Nutrient homeostasis is crucial for proper plant growth and thus central to crop productivity. Pinpointing the genetic changes that allow plants to thrive in novel soil conditions provides insights into this important process. However, given the immense size of a genome, it is challenging to identify the specific functional variants that enable adaptation.

Members of the research team previously found that wild populations of the molecular model plant, Arabidopsis thaliana, commonly referred to as thale cress, colonized the Cape Verde Islands from North Africa and adapted using new mutations that arose after the colonization of the islands. Here, the scientists focus on the thale cress population from Fogo Island, which grows at the base of Pico de Fogo, an active stratovolcano. “We wanted to know: What does it take to live at the base of an active volcano? How did the plants adapt to the volcanic soil of Fogo?”, said Hancock.
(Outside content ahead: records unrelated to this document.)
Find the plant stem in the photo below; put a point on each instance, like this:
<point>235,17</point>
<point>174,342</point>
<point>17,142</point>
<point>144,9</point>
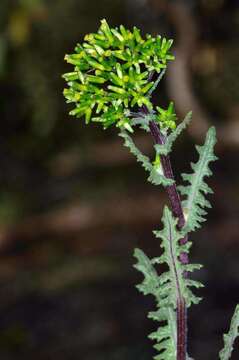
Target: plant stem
<point>177,209</point>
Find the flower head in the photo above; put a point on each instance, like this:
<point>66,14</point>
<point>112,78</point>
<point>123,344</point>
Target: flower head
<point>111,73</point>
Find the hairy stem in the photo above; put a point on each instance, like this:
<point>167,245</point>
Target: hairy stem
<point>177,209</point>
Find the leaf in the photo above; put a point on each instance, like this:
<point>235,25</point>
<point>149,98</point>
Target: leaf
<point>167,287</point>
<point>167,147</point>
<point>230,337</point>
<point>156,176</point>
<point>195,203</point>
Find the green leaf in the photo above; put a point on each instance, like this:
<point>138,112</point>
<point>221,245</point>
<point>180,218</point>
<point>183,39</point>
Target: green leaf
<point>167,287</point>
<point>195,203</point>
<point>156,176</point>
<point>230,337</point>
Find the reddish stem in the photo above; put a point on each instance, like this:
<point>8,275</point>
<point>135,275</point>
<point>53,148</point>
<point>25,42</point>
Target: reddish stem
<point>177,209</point>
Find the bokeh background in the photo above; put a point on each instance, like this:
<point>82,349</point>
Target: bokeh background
<point>73,202</point>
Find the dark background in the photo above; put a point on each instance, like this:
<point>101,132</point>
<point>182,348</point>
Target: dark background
<point>73,202</point>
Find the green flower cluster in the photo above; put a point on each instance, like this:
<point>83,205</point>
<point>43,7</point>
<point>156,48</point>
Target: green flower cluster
<point>111,73</point>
“What we found was surprising,” said Emmanuel Tergemina, first author of the study. “While the plants from Fogo appeared to be healthy in their natural environment, they grew poorly on standard potting soil.” Chemical analysis of Fogo soils showed they were severely depauperate of manganese, an element that is crucial for energy production and proper plant growth. In contrast, leaves from Fogo plants grown on standard potting soil contained high levels of manganese, suggesting the plants had evolved a mechanism to increase manganese uptake.

Two evolutionary steps to a new adaptive peak

The scientists used a combination of genetic mapping and evolutionary analysis to discover the molecular steps that allowed the plants to colonize Fogo’s manganese-limited soil.
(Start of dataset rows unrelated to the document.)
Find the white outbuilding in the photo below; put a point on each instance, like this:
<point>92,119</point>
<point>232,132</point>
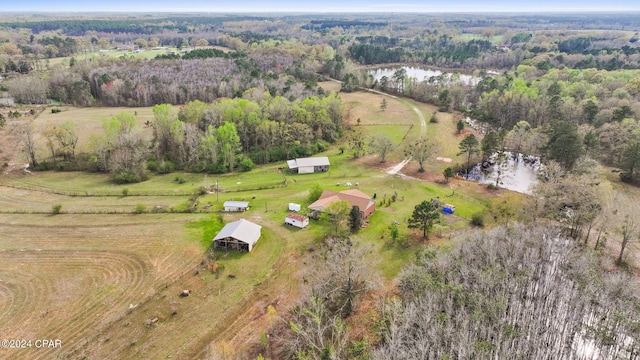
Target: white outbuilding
<point>241,235</point>
<point>294,207</point>
<point>296,220</point>
<point>236,206</point>
<point>309,165</point>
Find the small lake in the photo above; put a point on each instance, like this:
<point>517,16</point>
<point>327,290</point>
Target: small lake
<point>420,74</point>
<point>517,172</point>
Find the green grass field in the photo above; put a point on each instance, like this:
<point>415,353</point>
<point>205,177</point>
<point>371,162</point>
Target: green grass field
<point>268,275</point>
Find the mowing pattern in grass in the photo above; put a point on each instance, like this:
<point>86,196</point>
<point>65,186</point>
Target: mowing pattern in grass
<point>67,277</point>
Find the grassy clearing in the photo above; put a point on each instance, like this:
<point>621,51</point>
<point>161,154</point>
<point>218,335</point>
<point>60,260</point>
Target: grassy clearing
<point>164,249</point>
<point>88,121</point>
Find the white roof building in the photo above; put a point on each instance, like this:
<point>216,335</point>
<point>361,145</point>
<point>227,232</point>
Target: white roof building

In a first evolutionary step, a mutation disrupted the primary iron transport gene (IRT1), eliminating its function. Disruption of this gene in a natural population was striking because this key gene exists intact in all other worldwide populations of the thale cress species — no such disruptions are found elsewhere. Further, the patterns of genetic variation in the IRT1 genomic region suggest that the disrupted version of IRT1 was important in adaptation. Evolutionary reconstruction shows that the mutation swept quickly to fixation across the entire Fogo population so that all Fogo thale cress plants now carry this mutation. Using gene-editing technology (CRISPR-Cas9), the researchers examined the functional effects of IRT1 disruption in Fogo and found that it increases leaf manganese accumulation, which could explain its role in adaptation. However, the loss of the IRT1 transporter came with a cost: it severely reduced leaf iron.
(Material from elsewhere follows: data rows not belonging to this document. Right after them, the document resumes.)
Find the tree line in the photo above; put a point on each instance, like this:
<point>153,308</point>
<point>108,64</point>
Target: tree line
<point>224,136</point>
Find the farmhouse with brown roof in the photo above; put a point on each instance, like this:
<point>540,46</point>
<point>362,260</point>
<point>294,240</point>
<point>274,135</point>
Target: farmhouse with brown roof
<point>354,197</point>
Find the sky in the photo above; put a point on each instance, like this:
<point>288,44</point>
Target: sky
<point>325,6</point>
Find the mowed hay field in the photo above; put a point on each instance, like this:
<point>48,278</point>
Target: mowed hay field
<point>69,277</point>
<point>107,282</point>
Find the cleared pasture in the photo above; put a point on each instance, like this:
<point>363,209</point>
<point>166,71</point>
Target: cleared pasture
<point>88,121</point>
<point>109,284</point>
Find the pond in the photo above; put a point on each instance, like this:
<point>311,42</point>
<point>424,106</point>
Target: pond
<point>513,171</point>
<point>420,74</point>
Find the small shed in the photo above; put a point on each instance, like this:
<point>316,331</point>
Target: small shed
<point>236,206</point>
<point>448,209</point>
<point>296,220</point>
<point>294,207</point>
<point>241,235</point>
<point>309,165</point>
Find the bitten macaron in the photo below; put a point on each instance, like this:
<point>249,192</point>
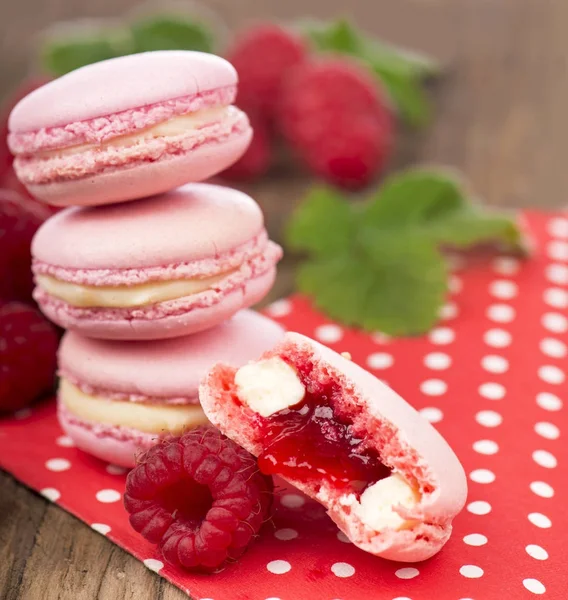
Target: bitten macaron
<point>387,478</point>
<point>118,398</point>
<point>128,127</point>
<point>164,266</point>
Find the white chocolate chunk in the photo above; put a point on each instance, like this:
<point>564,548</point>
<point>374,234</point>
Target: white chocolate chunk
<point>375,507</point>
<point>269,386</point>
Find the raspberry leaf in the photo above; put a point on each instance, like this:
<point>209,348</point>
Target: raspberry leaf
<point>171,32</point>
<point>400,71</point>
<point>377,264</point>
<point>323,224</point>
In a second evolutionary step, the metal transporter gene NRAMP1 was duplicated in multiple parallel events. These duplications spread rapidly so that now nearly all thale cress plants in Fogo carry multiple copies of NRAMP1 in their genomes. These duplications amplify NRAMP1 gene function, increasing iron transport and compensating for the iron deficiency induced by IRT1 disruption. Moreover, the amplification occurred by several independent duplication events across the island population. This was unexpected given the short time since colonization (around 5000 years) and the lack of similar events in other worldwide populations. “The rapid rise in frequency of these duplications together with their beneficial effect on nutrient homeostasis indicates these were important in adaptation,” explained Hancock. “Overall, our results provide an exceptionally clear example of how simple genetic changes can rewire nutrient processing in plants, enabling adaptation to a novel soil environment.”

Implications for crop improvement

These results also provide some encouraging news for crop breeding. Traditionally, information about gene function has come from studies of individual mutant lines. However, by using variation that exists in nature, it is possible to uncover more complex multi-step processes that can lead to changes in agriculturally-relevant traits. “The discovery that a simple two-step process alters nutrient transport in this case may offer clues for approaches to improve crops to better fit local soil environments. Moreover, gene disruption and gene amplification, as in the case of IRT1 and NRAMP1 in Fogo, are some of the simplest genetic changes to engineer, which makes them especially exciting because it means that they could be readily transferable to other species,” concluded Tergemina.